Europeus querem proteção contra produtos químicos perigosos

Notícia - 7 - jul - 2003

Uma coalizão européia de ambientalistas e de grupos ligados à saúde, à mulher e ao consumidor, da qual o Greenpeace faz parte, entregou hoje à delegada de Meio Ambiente da Comissão Européia, Margot Wallstrom, a Declaração Por um Futuro Livre de Substâncias Tóxicas, assinada por mais de 22 mil pessoas. O documento pede que a CE proteja a saúde e o meio ambiente contra os produtos químicos perigosos, por meio da nova legislação européia sobre o tema.

O projeto de lei, que poderá vir a ser a mais rígida da Europa sobre o tema, está sendo submetida a uma consulta pública pela internet até dia 10 de julho.

A declaração pede ao órgão a garantia de que a nova legislação sobre as substâncias químicas inclua:

- a remoção gradativa e a substituição dos produtos químicos que se acumulam no meio ambiente, nos seres humanos e nos animais selvagens, e daqueles que alteram o funcionamento dos hormônios. A utilização destas substâncias só deverá ser permitida por períodos determinados e de maneira restrita - e somente no caso de elas serem essenciais para a sociedade, e de não possuírem alternativas seguras;

- o direito à informação, tanto para consumidores quanto para empresas, sobre quais substâncias químicas estão presentes e em quais produtos;

- a exigência de que os produtos importados pela União Européia atendam às mesmas exigências dos padrões de segurança estabelecidos para aqueles produzidos no continente.

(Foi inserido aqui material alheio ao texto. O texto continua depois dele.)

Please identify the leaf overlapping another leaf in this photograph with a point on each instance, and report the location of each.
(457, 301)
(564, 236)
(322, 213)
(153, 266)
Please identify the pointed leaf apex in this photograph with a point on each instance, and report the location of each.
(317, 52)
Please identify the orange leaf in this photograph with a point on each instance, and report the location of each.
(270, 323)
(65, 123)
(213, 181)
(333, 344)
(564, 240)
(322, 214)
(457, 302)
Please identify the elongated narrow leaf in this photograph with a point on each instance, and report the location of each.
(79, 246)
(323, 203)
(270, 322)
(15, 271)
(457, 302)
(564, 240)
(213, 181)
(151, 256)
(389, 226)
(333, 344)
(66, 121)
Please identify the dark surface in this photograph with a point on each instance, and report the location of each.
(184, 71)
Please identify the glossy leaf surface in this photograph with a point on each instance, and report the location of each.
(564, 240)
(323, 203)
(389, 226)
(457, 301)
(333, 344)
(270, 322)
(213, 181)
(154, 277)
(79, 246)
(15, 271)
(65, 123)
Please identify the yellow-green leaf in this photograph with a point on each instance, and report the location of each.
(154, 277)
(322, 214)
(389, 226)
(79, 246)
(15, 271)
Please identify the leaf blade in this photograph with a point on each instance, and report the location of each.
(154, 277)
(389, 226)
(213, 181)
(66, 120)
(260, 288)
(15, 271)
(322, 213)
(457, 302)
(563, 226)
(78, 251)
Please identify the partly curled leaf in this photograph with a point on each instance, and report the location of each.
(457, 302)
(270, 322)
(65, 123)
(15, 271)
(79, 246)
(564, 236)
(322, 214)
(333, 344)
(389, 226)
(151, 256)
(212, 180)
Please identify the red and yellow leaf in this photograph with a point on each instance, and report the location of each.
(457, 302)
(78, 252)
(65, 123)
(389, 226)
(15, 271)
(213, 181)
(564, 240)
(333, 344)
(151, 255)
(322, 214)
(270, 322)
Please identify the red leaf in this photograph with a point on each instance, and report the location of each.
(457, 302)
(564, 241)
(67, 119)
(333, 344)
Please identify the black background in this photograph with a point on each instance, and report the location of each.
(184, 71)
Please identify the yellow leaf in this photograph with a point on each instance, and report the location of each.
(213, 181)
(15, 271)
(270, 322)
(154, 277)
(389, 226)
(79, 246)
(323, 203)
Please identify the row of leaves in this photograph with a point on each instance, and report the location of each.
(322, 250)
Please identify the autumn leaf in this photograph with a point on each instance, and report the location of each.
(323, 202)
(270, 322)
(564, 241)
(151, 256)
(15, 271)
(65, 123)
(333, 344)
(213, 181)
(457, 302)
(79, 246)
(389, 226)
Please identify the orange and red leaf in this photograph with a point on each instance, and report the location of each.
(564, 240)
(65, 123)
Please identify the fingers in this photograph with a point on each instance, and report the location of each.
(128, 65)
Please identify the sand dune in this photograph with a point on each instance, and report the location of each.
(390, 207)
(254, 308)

Muitos produtos químicos fabricados pelo ser humano já foram detectados na poeira de residências e na água de chuva na Europa. Cerca de trezentos tipos dessas substâncias tóxicas também já foram encontrados no corpo de pessoas que não se expõem diretamente a elas.

Além dos 15 mil signatários da Declaração, outro documento em favor da nova legislação foi enviada à Comissão Européia por mais de 60 entidades dos EUA.